Concurrency:  Don’t use a more complex concurrency model than is necessary.  Often times the very simplest model is all that is necessary – complex sharing rules or low level synchronization frequently ends up hurting much more than it helps.  Put synchronization at the layer of your implementation that best understands the “transaction” and have none at higher or lower levels if you can possibly avoid it.  Steer clear of complicated synchronization methods especially those that require specific knowledge of strongness/weakness in the processor's memory model.

Fewer Dlls:  All things being equal you tend to get better performance out of fewer large DLLs than you do out of lots of smaller DLLs.  This does break down at some point – especially if the DLL eagerly initializes parts of itself.  Where more DLLs tends to win is in superior patching opportunities and if you can avoid loading many/most of the DLLs at all in the normal cases.  Consolidate DLLs where it makes sense to do so.

Late Bound Semantics: Simply put, if you don’t need Reflection then don’t use it. However hard we work on reflective access to types and members it will never be as fast or economical as the early-bound semantics.  If you are using Reflection for extensibility, consider patterns where only the extended cases pay the cost of Reflection.

Less pointers:  I’d love to see more arrays of primitives, and less forests of pointers. Pointer rich data structures generally do less well on modern processors.  Pretend you have to pay me one picopenny per pointer.

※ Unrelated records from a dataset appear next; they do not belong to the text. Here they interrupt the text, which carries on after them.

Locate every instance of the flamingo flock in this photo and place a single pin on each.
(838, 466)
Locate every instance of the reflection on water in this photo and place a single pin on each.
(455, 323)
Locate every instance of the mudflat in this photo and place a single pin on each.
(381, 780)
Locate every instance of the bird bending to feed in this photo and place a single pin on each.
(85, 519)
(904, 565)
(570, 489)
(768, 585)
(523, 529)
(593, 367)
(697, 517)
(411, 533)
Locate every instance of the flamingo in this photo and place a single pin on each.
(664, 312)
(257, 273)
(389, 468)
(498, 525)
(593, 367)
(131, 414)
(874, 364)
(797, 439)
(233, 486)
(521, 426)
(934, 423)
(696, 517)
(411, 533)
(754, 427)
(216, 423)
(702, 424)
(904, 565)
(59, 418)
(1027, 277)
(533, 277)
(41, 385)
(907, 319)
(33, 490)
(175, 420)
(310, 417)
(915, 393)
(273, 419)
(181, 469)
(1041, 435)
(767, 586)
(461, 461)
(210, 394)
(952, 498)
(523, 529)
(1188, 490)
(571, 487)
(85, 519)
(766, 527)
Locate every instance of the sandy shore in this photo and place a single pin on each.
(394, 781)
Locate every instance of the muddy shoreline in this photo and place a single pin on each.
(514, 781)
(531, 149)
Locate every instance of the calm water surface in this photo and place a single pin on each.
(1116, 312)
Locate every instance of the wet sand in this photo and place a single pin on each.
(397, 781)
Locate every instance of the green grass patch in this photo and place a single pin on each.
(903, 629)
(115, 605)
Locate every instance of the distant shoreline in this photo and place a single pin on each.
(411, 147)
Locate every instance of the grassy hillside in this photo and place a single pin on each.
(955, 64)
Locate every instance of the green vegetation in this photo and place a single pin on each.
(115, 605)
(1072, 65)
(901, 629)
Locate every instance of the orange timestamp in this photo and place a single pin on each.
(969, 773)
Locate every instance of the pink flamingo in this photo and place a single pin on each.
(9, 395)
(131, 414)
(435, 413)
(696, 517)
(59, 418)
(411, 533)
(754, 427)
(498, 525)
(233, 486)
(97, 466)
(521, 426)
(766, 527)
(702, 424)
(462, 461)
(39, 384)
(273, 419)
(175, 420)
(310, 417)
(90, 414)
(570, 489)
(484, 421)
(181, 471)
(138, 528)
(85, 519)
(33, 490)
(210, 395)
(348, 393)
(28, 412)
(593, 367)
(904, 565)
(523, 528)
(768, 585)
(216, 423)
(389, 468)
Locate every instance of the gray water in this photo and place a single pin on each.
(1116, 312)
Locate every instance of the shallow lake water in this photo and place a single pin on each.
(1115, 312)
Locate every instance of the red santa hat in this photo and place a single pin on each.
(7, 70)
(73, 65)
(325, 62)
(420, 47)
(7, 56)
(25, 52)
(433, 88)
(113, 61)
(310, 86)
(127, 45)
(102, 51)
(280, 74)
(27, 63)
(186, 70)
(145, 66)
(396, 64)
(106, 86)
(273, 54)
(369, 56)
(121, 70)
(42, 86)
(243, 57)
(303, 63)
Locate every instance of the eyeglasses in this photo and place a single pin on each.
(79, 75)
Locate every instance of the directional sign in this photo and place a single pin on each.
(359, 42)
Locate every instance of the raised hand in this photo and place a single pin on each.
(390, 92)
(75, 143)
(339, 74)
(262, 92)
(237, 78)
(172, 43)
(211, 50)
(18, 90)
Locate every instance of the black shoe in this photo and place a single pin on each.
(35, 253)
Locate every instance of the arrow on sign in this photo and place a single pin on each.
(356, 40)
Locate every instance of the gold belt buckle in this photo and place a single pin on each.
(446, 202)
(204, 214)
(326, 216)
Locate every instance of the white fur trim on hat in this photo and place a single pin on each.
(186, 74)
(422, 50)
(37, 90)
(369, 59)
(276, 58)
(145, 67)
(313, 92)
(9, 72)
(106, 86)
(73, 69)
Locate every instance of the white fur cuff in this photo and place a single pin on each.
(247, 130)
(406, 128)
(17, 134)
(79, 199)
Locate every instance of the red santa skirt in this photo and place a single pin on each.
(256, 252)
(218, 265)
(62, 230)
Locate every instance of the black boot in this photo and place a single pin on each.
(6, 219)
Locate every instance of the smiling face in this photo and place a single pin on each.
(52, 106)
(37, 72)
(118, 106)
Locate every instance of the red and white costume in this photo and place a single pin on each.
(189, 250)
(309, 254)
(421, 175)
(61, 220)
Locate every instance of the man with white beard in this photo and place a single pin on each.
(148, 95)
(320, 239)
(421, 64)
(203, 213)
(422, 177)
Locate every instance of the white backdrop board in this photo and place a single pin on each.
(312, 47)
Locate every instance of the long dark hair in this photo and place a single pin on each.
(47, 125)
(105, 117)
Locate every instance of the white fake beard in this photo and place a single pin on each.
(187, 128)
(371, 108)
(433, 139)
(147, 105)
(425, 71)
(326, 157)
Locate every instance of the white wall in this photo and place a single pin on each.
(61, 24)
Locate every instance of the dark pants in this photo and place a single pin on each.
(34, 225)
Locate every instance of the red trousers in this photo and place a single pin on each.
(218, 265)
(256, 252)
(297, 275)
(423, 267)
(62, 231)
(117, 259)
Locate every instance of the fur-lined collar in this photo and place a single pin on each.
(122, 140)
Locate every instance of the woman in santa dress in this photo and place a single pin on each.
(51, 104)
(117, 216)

How big would the check be by the end of the year?

Cache with Policy:  Make sure that any caches you build have a well understood policy for removing/aging items and don’t just grow forever.  A cache without a proper policy isn’t a cache it’s a memory leak.  Weak pointer based caches look cute on paper but often still suffer from bad policy.

For more information have a look at the Performance and Scalability PAG  -- chapter 5 particularly targets managed code.